Abstract

As the imperative to address climate change becomes more pressing, there is an increasing focus on limiting global temperature increase to 1.5 °C by the end of the century relative to pre-industrial levels. During the recent Conference of Parties (COP28), nations committed to tripling renewable energy generation to a minimum of 11,000 GW by 2030 and increasing the global annual energy efficiency from 2 % to 4 % annually until 2030. Additionally, the Food and Agricultural Organization (FAO) introduced a roadmap to transition the Agri-food system from a net emitter to a carbon sink. The role of carbon dioxide removal (CDR) is important; first to accelerate the near-term reduction in net emissions, counterbalance residual emissions at the point of net-zero by mid-century, and sustain large net negative emissions beyond mid-century to return warming to safe levels after decades of temporal overshoot.

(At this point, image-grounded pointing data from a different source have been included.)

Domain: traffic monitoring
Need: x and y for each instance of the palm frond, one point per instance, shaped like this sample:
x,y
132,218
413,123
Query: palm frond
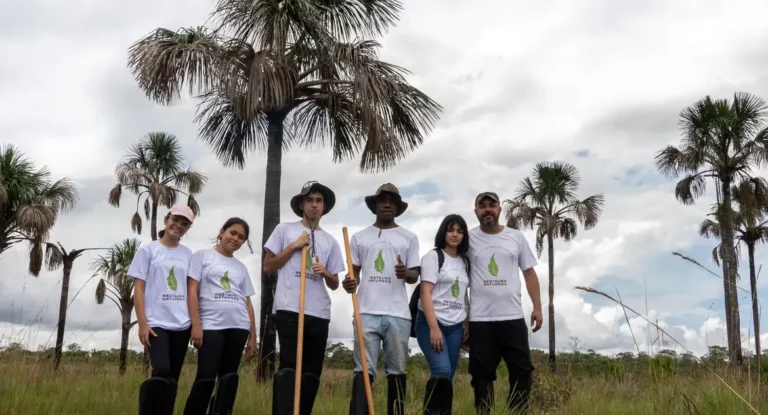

This paper assesses the impact of the COP 28 agreements, alongside the complementary role of CDR on emission levels, energy structure, land use, and global warming temperature. The findings indicate that implementing the COP28 pledges and FAO roadmap leads to a warming temperature of 2 °C, falling short of the ambitious 1.5 °C temperature limit. Likewise, more stringent actions on transitioning away from fossil plants is a high-priority mitigation action which drives significant emissions reduction. The modelled result shows that Agricultural soil carbon and biochar contribute 47–58 % share of the total CDR deployed in the stylized scenarios. In conclusion, CDR can expedite climate goals but must complement emission reduction efforts; hence, the transition away from fossil fuels should prompt the development of detailed roadmaps. Also, more global efforts should be placed on nature-based CDR methods, as they offer diverse co-benefits.